A joint submission to the Treasury Review of JobKeeper noted that the joint bodies understand that the ATO will begin notifying businesses using JobKeeper that are considered to not have satisfied the entitlement requirements.
The submission was from industry bodies CPA Australia, Chartered Accountants Australia and New Zealand, the Tax Institute, the Institute of Certified Bookkeepers, the Institute of Public Accountants, Tax & Super Australia, the National Tax and Accountants’ Association, the Australian Bookkeepers Association and the Association of Accounting Technicians.
The submission stated that, in some situations, these participants have already received JobKeeper payments and the ATO correspondence indicates such payments will now cease with immediate effect.
Some scenarios businesses may be going through as cited in the submission include:
- New businesses that have commenced from 1 January 2020, and who are not registered for GST or are registered for GST on a quarterly cycle.
- New businesses that have commenced from 1 July 2019 who are registered for GST on an annual cycle.
- Businesses that have not included assessable income in their 2018–19 tax return or provided the ATO with notice of sales or supplies made in the relevant period.
- Businesses who have been registered for GST since 1 July 2019 on a monthly or quarterly basis but have not provided the ATO with notice of sales or supplies made in the relevant period.
The submission also noted there will also be many other new businesses and start-ups who had an active ABN as at 12 March 2020 but did not enrol for business participant JobKeeper payments based on the rules.
Similarly, it said there are new businesses that were in operation as at 12 March 2020 who had made taxable supplies and were reporting PAYG withholding amounts that did not qualify for cash-flow boost payments due to the notice requirements.
“The financial and emotional impact that the ATO JobKeeper payment cessation letters will have on genuine start-up business operators who had already started receiving JobKeeper payments is expected to be substantial,” the submission said.
“Many will complain, with some justification, that the cessation of JobKeeper is driven more by ATO systems than careful consideration of whether genuine business activity is in fact conducted.”
New businesses and start-ups ineligible for cash-flow boost payments
The joint submission also highlighted the lack of access to stimulus measures for new businesses and the restrictive nature of the “notice” in relation to a “tax period” requirement on certain new businesses.
It said those requirements are reflected in the need for the ATO to have been made aware of business activity via income tax or GST reporting systems by 12 March 2020.

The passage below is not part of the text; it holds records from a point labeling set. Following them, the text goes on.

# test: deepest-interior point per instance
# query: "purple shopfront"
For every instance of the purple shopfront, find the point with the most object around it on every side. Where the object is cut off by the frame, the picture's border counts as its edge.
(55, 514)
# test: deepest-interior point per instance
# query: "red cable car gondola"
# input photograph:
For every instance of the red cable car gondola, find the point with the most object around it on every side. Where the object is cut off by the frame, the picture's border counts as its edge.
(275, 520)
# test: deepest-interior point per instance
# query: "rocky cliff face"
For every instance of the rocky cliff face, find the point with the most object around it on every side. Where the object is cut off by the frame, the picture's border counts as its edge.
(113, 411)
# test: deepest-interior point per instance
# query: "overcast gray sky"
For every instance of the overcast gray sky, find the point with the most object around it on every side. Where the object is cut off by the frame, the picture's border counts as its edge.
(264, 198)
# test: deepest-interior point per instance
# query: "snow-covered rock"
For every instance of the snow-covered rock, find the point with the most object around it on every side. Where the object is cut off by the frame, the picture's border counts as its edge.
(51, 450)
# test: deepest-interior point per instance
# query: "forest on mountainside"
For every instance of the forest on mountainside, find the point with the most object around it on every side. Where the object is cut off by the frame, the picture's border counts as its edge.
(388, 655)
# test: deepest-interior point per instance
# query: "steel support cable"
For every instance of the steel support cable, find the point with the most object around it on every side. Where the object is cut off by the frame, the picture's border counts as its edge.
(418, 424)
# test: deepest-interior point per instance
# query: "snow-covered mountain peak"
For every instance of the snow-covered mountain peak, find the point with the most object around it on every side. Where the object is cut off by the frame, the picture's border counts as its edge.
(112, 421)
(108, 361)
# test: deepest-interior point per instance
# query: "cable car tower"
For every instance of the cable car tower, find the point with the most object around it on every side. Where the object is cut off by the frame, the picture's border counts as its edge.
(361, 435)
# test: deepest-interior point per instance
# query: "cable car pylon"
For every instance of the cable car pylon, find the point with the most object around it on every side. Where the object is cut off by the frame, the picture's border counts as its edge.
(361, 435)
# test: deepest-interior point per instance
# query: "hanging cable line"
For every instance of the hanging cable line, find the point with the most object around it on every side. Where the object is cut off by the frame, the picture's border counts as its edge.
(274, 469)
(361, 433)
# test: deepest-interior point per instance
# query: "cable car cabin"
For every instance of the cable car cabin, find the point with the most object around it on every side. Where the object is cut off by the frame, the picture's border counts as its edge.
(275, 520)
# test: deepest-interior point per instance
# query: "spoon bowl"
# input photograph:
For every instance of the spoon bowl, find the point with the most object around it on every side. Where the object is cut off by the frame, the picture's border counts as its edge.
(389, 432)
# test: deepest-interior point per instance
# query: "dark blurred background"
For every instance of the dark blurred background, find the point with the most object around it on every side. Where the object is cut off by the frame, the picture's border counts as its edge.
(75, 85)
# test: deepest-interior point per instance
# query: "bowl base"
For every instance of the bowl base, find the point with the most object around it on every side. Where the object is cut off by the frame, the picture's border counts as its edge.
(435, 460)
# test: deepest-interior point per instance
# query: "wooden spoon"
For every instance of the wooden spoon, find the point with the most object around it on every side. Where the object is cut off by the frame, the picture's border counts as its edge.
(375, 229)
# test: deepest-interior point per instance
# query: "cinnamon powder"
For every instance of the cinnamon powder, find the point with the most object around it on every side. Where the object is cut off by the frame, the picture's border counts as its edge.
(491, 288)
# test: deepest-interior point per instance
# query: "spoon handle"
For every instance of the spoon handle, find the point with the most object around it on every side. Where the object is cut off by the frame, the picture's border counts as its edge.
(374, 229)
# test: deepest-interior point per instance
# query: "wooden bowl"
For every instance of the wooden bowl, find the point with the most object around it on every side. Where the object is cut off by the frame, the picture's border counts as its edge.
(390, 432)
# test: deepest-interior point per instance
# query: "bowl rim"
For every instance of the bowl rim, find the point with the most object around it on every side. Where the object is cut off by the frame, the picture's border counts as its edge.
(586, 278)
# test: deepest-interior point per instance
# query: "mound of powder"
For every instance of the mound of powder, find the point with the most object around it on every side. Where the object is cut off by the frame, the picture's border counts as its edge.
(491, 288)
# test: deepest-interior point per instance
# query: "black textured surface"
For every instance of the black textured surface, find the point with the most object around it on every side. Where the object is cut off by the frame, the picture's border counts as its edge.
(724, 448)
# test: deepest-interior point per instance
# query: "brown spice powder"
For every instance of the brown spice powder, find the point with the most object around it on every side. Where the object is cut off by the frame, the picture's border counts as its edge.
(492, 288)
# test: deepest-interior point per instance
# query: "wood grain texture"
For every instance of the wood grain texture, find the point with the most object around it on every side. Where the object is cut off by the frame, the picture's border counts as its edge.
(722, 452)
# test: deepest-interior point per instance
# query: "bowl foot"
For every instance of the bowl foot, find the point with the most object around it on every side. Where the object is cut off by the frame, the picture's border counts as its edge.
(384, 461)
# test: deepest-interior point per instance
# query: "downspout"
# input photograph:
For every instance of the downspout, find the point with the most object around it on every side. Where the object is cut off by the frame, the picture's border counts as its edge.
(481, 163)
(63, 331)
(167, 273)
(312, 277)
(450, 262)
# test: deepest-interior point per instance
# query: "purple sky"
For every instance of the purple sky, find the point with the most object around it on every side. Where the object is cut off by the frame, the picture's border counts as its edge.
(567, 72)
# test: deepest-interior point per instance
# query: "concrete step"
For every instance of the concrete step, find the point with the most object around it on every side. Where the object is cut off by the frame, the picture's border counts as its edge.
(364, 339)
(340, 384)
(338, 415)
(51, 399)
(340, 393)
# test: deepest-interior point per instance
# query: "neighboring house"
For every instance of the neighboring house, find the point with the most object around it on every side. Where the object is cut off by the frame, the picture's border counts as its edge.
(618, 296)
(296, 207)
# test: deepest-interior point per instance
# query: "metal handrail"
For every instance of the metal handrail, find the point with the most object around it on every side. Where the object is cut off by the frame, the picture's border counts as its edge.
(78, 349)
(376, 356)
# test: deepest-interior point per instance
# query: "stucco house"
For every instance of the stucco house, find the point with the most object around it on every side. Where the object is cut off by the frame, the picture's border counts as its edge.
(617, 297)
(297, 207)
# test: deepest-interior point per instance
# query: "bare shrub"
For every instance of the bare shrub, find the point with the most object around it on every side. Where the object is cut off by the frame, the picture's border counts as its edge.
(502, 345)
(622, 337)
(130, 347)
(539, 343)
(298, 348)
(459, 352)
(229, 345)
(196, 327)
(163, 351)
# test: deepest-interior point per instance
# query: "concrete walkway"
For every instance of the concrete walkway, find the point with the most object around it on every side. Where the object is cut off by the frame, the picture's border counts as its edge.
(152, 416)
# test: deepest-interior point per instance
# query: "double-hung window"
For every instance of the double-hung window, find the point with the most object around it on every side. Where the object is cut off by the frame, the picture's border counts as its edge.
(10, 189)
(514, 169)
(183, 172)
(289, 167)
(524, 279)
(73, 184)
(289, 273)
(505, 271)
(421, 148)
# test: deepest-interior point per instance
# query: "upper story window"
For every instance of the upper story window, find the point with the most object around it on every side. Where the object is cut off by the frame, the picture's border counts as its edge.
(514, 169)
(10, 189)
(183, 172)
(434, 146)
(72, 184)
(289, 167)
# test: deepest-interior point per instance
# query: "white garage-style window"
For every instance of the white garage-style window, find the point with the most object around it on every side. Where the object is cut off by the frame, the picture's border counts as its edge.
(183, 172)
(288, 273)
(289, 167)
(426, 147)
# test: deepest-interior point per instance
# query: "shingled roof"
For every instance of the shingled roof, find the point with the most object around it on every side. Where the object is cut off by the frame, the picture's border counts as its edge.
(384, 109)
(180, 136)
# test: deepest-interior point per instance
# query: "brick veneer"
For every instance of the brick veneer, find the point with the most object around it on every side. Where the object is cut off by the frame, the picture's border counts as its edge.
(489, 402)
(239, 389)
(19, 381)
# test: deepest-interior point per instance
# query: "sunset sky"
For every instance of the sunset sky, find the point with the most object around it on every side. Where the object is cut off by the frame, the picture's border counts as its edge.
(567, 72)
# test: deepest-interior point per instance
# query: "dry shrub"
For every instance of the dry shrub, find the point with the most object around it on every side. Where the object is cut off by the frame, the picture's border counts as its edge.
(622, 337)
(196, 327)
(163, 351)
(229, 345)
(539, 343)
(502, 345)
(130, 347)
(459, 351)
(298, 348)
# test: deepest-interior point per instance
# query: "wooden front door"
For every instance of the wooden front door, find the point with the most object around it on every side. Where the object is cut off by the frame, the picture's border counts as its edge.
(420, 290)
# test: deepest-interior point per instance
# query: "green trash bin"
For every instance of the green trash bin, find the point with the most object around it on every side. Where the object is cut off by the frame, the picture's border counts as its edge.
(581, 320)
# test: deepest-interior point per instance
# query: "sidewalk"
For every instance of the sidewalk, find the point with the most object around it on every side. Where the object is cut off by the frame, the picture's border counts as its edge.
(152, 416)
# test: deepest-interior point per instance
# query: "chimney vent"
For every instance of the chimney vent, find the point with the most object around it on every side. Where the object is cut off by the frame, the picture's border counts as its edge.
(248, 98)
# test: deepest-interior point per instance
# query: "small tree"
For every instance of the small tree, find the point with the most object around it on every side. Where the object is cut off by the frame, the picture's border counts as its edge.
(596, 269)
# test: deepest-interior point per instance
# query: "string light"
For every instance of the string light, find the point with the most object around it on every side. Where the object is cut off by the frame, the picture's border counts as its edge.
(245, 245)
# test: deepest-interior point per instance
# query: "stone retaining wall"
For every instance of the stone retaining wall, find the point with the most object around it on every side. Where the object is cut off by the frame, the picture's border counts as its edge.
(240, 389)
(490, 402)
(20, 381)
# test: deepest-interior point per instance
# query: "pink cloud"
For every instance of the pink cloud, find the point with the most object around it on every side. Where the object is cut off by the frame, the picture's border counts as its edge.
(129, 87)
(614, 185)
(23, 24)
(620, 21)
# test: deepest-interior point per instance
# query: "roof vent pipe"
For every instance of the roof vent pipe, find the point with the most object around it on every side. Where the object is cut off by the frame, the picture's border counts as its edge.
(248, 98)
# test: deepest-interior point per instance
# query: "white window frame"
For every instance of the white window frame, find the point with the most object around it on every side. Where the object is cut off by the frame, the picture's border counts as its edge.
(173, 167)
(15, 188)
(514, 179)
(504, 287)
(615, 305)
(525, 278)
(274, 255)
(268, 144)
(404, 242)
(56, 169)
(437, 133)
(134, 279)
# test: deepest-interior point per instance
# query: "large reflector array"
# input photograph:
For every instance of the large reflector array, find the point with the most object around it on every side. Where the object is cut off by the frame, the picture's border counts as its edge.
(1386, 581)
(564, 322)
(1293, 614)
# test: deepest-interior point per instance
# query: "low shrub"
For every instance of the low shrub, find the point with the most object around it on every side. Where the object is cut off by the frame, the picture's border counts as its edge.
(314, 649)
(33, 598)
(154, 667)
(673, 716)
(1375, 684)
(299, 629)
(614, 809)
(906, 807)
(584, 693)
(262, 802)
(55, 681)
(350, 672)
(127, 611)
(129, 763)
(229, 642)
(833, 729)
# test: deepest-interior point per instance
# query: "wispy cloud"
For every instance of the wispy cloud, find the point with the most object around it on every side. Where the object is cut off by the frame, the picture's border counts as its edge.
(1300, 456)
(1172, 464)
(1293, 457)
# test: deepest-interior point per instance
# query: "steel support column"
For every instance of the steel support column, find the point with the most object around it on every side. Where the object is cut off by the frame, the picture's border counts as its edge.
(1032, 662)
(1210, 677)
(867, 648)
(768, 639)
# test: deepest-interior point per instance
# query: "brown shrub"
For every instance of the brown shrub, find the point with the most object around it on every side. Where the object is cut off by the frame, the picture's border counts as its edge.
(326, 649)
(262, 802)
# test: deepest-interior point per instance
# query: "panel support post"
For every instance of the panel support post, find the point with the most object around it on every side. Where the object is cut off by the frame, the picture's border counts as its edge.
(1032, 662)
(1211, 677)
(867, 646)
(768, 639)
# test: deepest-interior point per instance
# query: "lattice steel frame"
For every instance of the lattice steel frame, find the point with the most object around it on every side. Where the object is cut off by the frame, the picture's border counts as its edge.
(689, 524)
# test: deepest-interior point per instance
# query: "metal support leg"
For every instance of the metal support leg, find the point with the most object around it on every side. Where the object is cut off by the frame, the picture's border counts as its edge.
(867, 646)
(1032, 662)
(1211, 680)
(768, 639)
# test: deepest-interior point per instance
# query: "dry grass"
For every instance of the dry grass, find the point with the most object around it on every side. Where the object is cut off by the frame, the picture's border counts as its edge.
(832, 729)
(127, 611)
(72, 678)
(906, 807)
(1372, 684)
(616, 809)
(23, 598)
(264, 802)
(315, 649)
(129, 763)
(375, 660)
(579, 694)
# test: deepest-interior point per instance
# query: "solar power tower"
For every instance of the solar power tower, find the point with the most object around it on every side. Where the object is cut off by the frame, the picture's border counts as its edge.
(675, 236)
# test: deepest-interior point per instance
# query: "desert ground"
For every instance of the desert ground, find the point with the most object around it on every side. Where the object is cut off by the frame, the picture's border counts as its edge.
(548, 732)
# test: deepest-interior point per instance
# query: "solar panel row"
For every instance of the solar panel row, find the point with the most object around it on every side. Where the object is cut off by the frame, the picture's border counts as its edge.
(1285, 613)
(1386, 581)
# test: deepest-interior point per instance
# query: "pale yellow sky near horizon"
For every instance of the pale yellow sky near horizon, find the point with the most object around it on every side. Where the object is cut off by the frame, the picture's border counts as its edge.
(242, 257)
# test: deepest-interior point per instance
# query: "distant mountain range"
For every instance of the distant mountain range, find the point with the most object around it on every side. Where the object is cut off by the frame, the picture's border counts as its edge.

“These matters were raised at the [ATO’s National Tax Liaison Group] NTLG meeting on 8 May and similar discussions have occurred at the [ATO’s Tax Practitioner Stewardship Group] TPSG,” the submission said.
“The inequitable JobKeeper and cash-flow boost outcomes for identical businesses starting on the same day simply due to the election of a particular reporting cycle have been noted, yet no policy changes have been forthcoming.”